Additionally, specific fields may be configured to support a 'Field Match' boost. For example, a relevance scoring boost is applied when the user's query exactly matches the title field of a library catalog record. The boost is configured so that each non-matching term causes the boost points to be decremented by a specified amount down to a minimum boost for partial matches.

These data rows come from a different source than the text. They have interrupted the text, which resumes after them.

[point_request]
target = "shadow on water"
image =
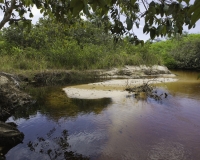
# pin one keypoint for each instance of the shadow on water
(54, 103)
(57, 148)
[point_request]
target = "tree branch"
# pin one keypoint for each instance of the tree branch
(7, 13)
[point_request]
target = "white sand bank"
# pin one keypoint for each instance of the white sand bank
(109, 89)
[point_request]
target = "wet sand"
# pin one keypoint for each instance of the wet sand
(109, 89)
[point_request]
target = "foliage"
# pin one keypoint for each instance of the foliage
(53, 45)
(181, 52)
(161, 17)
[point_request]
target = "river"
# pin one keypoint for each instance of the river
(58, 127)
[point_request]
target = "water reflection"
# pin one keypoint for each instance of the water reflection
(123, 128)
(54, 103)
(56, 148)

Search terms often include adjacent words that form a phrase. A document containing the phrase is usually more relevant than one that contains the words in isolation. Documents with the phrase receive a scoring adjustment in their favor. This adjustment is an implicit phrase bias, (or adjacency bias), for words in exact order adjacent to one another. It applies to search terms that are implicit phrases, meaning the words are not explicitly identified as a phrase by quotation marks. All things being equal, documents with implicit phrases found in citation fields, which match the search terms, will rank higher than documents that contain only the individual words. Adjacency bias does not guarantee that documents with implicit phrases will rank higher than those without the phrases. Also, adjacency bias does not apply to words found in the full text of documents.
Delivering Relevant Results
The various factors described above combine to produce a composite EBSCOhost relevance score for all matching items for a given EBSCOhost search. These scores determine the order of records in the EBSCOhost results list. There is no simple formula for relevance ranking, but a multitude of factors that vary based on the user's query, the content searched, and EBSCOhost profile settings. As an area of active development, we continually tune and improve relevance ranking to give users the results they want for every search, in every context.